Table of Contents
- Summary
- Business drivers for CSPs
- Key benefits of big data analytics for the communications service provider industry
- Big data analytics
- From data to insights across the CSP network
- Technology requirements to support a new class of analytically powered applications
- Key takeaways
- About William McKnight
- About GigaOm
- Copyright
1. Summary
The communications service provider (CSP) industry has undergone a dramatic shift in recent years. The traditional model of competing on subscription plans is no longer an adequate business strategy. Since most internal systems were built with this model in mind, these environments, with non-enriched, non-integrated, and latent data, fit for after-the-fact reporting, are struggling to keep up with the changes.

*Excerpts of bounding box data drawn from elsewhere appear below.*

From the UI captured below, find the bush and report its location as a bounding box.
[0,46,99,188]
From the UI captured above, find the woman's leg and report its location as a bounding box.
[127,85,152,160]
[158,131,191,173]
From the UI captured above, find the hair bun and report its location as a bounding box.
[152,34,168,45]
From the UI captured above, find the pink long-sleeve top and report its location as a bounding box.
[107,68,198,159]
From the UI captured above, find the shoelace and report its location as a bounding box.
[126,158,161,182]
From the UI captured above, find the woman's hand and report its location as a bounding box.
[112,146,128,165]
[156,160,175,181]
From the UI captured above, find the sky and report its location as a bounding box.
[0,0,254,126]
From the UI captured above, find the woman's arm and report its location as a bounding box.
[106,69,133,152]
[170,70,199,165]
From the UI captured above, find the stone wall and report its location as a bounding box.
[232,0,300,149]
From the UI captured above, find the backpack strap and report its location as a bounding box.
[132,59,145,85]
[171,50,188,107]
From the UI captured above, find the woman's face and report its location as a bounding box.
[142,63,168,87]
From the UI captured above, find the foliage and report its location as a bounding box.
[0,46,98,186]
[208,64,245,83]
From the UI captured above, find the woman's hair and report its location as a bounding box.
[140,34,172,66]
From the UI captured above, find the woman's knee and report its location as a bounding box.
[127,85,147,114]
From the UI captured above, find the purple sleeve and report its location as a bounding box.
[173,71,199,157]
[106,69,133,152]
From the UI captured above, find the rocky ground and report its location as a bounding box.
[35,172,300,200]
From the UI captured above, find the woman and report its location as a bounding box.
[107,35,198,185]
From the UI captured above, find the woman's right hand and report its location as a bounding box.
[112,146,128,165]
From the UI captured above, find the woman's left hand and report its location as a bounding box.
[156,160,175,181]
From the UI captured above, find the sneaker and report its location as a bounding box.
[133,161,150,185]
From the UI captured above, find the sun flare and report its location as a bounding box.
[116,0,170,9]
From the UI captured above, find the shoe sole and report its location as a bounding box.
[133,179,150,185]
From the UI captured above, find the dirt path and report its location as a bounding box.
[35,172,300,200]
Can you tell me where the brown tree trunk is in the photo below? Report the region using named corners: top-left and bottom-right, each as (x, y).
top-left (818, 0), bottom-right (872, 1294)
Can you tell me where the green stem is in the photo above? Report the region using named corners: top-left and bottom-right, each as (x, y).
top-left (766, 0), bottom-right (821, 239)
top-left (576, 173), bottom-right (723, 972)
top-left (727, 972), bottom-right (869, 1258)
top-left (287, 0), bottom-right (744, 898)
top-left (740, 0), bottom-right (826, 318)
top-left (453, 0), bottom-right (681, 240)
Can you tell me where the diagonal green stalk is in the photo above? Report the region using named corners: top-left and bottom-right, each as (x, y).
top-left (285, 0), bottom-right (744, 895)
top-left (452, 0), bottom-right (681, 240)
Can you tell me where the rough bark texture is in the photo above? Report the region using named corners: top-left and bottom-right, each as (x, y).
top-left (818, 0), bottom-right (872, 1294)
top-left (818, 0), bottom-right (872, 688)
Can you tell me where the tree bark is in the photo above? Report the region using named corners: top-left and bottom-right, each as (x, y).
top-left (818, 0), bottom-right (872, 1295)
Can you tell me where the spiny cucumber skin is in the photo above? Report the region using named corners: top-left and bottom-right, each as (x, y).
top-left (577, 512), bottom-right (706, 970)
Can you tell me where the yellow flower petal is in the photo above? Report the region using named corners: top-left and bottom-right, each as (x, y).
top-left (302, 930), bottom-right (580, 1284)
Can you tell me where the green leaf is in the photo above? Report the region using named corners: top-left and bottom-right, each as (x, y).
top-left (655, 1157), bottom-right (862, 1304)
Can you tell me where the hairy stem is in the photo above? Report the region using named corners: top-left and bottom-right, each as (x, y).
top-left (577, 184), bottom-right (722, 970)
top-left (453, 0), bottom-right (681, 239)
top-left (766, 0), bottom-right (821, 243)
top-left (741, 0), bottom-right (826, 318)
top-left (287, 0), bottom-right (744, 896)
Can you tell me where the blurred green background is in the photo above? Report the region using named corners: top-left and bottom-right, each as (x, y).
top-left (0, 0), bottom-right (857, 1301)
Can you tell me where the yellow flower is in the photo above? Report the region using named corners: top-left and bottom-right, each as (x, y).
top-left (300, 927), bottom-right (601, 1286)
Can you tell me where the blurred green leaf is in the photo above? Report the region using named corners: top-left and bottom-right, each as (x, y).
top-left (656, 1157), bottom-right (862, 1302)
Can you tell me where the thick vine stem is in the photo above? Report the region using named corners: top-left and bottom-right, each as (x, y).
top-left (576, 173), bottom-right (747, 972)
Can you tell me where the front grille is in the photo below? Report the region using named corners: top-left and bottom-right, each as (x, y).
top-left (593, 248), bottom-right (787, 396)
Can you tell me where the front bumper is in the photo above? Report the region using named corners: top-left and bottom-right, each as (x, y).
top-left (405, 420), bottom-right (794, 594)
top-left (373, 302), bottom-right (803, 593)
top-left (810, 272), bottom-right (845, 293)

This research report will explain how CSPs establish a framework for their analytics as well as review the business drivers for telcos and the key benefits that big data analytics provide. It will also address the impact of the business drivers and the advantages of streaming analytics, combined with the ability to harness big data to meet several CSP competitive requirements. It will conclude by summarizing this comprehensive big data analytics framework for CSPs.
Key findings in this analysis include:
- Three main pillars epitomize the competitive environment in telecommunications today: stagnating or declining average revenue per user (ARPU), over-the-top (OTT) competition, and marginalized profits.

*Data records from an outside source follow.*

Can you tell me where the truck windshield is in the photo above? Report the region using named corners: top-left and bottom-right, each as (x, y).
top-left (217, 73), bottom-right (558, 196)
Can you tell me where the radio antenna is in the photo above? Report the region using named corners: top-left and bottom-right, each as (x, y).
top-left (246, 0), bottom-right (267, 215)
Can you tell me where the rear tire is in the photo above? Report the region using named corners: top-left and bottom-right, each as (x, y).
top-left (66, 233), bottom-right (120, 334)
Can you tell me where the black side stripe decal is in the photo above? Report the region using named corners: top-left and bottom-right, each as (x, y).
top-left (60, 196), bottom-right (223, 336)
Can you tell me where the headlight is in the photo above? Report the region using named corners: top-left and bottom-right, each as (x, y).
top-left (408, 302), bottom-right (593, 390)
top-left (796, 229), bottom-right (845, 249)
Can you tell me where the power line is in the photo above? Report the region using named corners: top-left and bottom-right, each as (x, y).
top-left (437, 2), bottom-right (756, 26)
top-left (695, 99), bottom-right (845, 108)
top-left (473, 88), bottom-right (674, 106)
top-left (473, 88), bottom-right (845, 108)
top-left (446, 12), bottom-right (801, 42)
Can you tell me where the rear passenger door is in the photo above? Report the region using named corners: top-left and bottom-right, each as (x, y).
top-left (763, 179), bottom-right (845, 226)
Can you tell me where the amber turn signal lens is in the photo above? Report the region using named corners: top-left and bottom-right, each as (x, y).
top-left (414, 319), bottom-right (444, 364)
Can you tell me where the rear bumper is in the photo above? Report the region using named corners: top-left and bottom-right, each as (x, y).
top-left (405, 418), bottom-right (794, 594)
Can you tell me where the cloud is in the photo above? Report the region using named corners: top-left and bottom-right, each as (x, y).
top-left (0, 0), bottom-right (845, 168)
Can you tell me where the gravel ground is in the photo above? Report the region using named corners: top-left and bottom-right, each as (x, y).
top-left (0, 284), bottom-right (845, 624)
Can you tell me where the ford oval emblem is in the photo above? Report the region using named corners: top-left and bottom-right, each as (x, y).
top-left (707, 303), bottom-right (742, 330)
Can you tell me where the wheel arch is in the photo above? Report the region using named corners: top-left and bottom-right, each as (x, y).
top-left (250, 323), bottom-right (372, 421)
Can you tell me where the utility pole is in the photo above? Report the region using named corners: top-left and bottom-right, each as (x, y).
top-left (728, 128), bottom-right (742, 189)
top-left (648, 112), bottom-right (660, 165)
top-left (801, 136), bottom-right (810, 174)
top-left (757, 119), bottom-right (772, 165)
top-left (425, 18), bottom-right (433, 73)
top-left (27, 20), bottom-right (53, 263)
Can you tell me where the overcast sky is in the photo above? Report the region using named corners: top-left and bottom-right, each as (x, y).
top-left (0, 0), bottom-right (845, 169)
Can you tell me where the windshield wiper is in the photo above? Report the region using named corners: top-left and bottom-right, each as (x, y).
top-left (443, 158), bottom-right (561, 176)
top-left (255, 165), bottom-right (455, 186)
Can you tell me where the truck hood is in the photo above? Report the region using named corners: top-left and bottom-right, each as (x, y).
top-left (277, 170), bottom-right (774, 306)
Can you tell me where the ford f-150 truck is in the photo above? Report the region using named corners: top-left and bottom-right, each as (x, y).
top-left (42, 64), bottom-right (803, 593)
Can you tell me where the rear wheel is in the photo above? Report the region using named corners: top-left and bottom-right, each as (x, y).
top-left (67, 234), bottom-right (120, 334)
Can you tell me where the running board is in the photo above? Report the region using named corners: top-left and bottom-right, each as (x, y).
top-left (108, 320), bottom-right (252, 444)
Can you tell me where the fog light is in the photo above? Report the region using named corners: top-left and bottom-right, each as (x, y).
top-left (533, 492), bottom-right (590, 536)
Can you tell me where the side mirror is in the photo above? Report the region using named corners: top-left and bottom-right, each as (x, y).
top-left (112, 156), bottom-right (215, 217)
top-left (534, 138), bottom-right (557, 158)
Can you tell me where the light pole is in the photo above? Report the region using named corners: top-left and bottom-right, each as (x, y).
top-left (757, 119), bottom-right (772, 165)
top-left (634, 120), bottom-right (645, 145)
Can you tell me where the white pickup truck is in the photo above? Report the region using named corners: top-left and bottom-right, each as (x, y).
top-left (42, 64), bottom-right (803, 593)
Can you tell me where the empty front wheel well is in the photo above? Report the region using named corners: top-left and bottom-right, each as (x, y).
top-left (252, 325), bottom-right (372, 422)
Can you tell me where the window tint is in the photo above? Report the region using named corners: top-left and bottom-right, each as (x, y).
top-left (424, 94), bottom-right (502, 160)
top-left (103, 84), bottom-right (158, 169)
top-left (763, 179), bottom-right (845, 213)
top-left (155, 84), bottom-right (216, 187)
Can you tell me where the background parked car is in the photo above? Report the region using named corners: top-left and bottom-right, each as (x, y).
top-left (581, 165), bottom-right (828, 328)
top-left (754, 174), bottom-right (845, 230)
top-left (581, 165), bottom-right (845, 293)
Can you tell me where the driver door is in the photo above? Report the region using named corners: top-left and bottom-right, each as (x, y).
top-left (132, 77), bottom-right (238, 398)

- The enriched, integrated, timely, and all-inclusive data known as analytical data forms the basis for telco competition today.
- Key benefits of big data analytics in telecommunications companies include more-accurate capex planning, the creation of new revenue sources, a reduction in opex, and more-precise marketing, upsell, and resell opportunities and the ability to improve the customer experience.
- Telco competitive requirements include customizing marketing messages, analyzing call-detail records, proactive equipment servicing, infrastructure investment protection, context-sensitive bandwidth allocation, and product development.
- Meeting the performance requirements necessitates a comprehensive big data analytics framework, which includes enterprise data warehousing, analytic databases, data integration, scale-out architectures, and real-time stream processing.
- Those telcos transitioning to SDN, SON, and NFV technologies will find that streaming analytics can support and optimize their investments.